When they were switching drummers, looking for things to fit just right, it was
like a waiting stage for the right moment for it to all jibe. He’d reached that
point right when he died, according to Michael [Tighe, his guitar player]. He
was living alone in Memphis recording on his 4-track, discovering himself a lot.
He wanted to go with whatever trip it was going to be."
The album was scheduled for May recording, and the band was on its way down
to meet Jeff. On May 29, a friend picked Jeff up on the way to the studio. They
stopped by a marina on the Mississippi, and as the friend sat on the shore
listening to a portable radio, Jeff took a swim, with all his clothes on. The
friend recalls Jeff vanishing for a moment behind the wake of a passing boat,
and then vanishing completely.Eric said: "I think he was impulsive. That sort of
explains why he went into the river and why he was a great musician. He went
with his impulses, which were many and varied. He could be really weird, and
funny, and kind of shamanistic sometimes too.

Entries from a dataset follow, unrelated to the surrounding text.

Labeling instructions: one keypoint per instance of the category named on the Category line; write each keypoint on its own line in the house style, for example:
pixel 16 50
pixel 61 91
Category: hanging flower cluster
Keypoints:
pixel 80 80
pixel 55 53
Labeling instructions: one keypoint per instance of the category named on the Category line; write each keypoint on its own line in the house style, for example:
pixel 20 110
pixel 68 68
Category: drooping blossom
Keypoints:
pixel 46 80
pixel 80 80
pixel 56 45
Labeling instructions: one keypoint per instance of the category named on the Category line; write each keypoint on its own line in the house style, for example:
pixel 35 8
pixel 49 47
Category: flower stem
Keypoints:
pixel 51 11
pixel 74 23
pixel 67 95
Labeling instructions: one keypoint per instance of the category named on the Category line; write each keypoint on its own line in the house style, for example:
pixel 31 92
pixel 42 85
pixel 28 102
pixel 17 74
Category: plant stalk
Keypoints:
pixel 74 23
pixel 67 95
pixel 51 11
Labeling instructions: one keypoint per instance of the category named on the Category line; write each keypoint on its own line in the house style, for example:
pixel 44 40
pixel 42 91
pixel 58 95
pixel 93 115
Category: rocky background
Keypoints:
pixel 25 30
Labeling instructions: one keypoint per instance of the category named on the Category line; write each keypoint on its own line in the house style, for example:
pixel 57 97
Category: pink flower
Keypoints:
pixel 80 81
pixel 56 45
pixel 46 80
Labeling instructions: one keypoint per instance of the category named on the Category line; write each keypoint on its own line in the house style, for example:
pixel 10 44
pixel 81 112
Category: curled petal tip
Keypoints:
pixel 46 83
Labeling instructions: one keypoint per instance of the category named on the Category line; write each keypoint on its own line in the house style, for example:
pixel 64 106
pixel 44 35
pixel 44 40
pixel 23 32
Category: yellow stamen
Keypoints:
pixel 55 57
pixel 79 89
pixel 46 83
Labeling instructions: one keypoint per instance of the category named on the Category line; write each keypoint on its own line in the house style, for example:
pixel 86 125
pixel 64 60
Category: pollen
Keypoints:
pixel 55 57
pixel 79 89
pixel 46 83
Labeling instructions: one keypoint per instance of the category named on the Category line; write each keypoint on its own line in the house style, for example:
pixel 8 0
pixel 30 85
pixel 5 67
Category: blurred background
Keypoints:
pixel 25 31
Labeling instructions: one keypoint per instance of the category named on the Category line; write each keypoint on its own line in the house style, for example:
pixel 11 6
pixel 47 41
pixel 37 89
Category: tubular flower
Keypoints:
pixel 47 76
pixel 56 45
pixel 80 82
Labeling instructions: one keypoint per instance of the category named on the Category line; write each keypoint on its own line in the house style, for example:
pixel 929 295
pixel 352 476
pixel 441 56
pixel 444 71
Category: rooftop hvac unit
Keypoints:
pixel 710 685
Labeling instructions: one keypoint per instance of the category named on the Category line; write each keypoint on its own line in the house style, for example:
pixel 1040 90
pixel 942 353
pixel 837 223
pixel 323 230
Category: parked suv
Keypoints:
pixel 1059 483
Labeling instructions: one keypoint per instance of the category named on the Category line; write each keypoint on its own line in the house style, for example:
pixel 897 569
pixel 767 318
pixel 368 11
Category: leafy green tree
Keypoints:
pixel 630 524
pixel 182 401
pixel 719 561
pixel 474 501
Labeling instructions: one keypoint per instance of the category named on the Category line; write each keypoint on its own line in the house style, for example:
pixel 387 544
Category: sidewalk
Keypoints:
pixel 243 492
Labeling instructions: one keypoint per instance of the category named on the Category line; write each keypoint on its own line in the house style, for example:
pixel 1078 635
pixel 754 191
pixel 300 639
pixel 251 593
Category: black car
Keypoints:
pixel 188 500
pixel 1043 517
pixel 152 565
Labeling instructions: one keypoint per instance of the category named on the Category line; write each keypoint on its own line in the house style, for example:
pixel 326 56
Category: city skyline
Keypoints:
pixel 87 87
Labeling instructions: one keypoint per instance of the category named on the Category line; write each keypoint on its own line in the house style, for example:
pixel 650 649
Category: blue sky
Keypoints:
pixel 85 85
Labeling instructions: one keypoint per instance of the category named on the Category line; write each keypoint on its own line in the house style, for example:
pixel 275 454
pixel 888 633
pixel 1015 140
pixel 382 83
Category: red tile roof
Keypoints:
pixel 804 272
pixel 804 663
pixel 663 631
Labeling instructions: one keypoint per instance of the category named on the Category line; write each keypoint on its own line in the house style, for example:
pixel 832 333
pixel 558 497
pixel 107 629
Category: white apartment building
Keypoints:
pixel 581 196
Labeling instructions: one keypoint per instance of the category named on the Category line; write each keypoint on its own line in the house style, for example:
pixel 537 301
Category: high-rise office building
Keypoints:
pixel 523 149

I think he went with impulses, and
he had an intense impulse to go into the water and he went with it."
Daniel said: "He was excited by unpredictable things, and the water is very
unpredictable."In some of Jeff's diary pages his mother had printed for the
program for his memorial service, he wrote: "In order to live my ideal
life...non-evasion and pro-confrontation ORIGINALITY–as far as conducting the
total awareness life in which you plug into "now" and constantly push ahead,
constantly develop and grow. The thing is that I want it all next week, right
now, this millisecond...life should sparkle and rush, burn with fire hot like
melting steel, like freeze-burn from a comet."
Jeff Buckley, singer, songwriter, and guitarist, drowned on May 29, aged 30,
while swimming fully clothed in a marina on the Mississippi River. His body was
found a week later, his death was ruled an accident.